UN condemns 'appalling' conditions for children in Calais camps
The UN High Commissioner for Refugees (UNHCR) on Friday lashed out at the "appalling" conditions for children in two camps that have sprung up around the northern French port of Calais.
UNHCR spokesman William Spindler said the agency was deeply worried, especially for children who were living there alone or had become separated from their families.
Conditions in the camps are "appalling" and "very unsanitary," Spindler said.
"Children are very vulnerable to any exploitation. We know that people smugglers are present in these sites," he said.
In a statement, the UNHCR welcomed a recent court decision in the UK that allowed three children and the older brother of one of them to travel to the UK to be reunited with family members there and said that provisions were needed throughout the European Union to speed up the reunification of separated families.
"Another measure is the use of existing legal provisions for those with relatives in other EU member states to enable them to join their family members quickly," the statement said.

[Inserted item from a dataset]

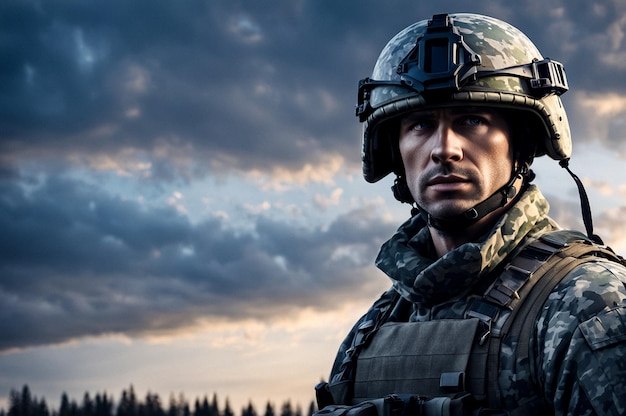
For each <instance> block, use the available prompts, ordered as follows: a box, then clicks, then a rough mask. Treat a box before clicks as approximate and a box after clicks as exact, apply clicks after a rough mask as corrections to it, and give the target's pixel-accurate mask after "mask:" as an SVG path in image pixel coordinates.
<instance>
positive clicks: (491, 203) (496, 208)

"The recent UK court decision where the asylum tribunal judges ruled that three unaccompanied and separated children and an older brother (dependent of one of the children) should be allowed to join their relatives in the UK while their asylum claims are considered by the Home Office, is a step towards achieving this."
Nearly 4,000 refugees and migrants live in a makeshift camp dubbed the "Jungle" on the outskirts of Calais, hoping to smuggle themselves across to Britain on trains or lorries.
Almost 2,000 others live in a second squalid camp, the Grande-Synthe, about 40 kilometres (25 miles) away.
The French authorities are providing lodging for particularly vulnerable people and setting up containers at the Calais camp able to house 1,500 people.
Shelters are also being built, to international standards, at the Grande-Synthe site.
The UNHCR said it "would welcome" the creation of additional reception places for children, and called on authorities to urgently look at ways of beefing up protection, "particularly for those children with relatives in another EU state."